2018–2019 On August 11, 2018, Wiggins signed with another Greek team, Ifaistos Limnou and remained in the Greek Basket League.

2019–2020 On August 30, 2019, Wiggins signed with his third Greek club, PAOK Thessaloniki. On January 23, 2020, the two sides amicably parted ways.

2021–2022 In October 2021 Antwaine signed with Al Ahli in Doha Qatar. Wiggins was as able to set a record by scoring 60 points on December 5, 2021.

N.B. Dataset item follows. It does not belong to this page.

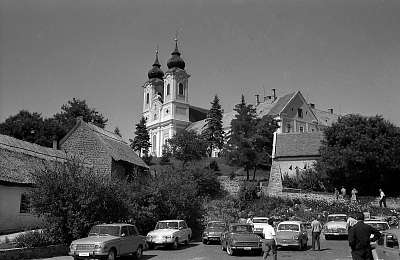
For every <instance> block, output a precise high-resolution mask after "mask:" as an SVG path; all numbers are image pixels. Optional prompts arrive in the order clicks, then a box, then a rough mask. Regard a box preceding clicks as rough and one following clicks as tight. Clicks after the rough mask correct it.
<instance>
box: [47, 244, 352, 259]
mask: <svg viewBox="0 0 400 260" xmlns="http://www.w3.org/2000/svg"><path fill="white" fill-rule="evenodd" d="M309 244H310V242H309ZM321 245H322V250H321V251H312V250H311V249H308V250H306V251H296V250H294V249H293V250H289V249H282V250H279V251H278V259H293V260H349V259H351V257H350V249H349V246H348V242H347V240H329V241H326V240H324V239H322V240H321ZM50 259H51V260H72V257H69V256H62V257H53V258H50ZM147 259H150V260H217V259H218V260H219V259H221V260H232V259H237V260H239V259H240V260H255V259H262V257H261V256H254V255H240V256H229V255H227V253H226V252H223V251H222V250H221V248H220V246H219V245H203V244H202V243H199V242H192V243H191V244H190V245H188V246H186V247H181V248H179V249H178V250H170V249H157V250H149V251H145V252H144V256H143V260H147Z"/></svg>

2022–2023 In September 2022 Antwaine signed with Al Naft. Wiggins and his team won the Iraqi Championship where he was able to walk away with 3 awards including MVP, best defensive player and best foreign player. Al Naft also participated in the FIBA WASL tournament where Wiggins finished the season as the most efficient player of the league and the leagues 2nd leading scorer.

== Personal life ==
Antwaine Wiggins is related to former NBA and overseas basketball player Mitchell Wiggins. Mitchell Wiggins is the father of current NBA star Andrew Wiggins, current overseas basketball player Nick Wiggins and former overseas basketball player Mitchell Wiggins Jr. Antwaine is cousins with Andrew, Nick and Mitch Jr.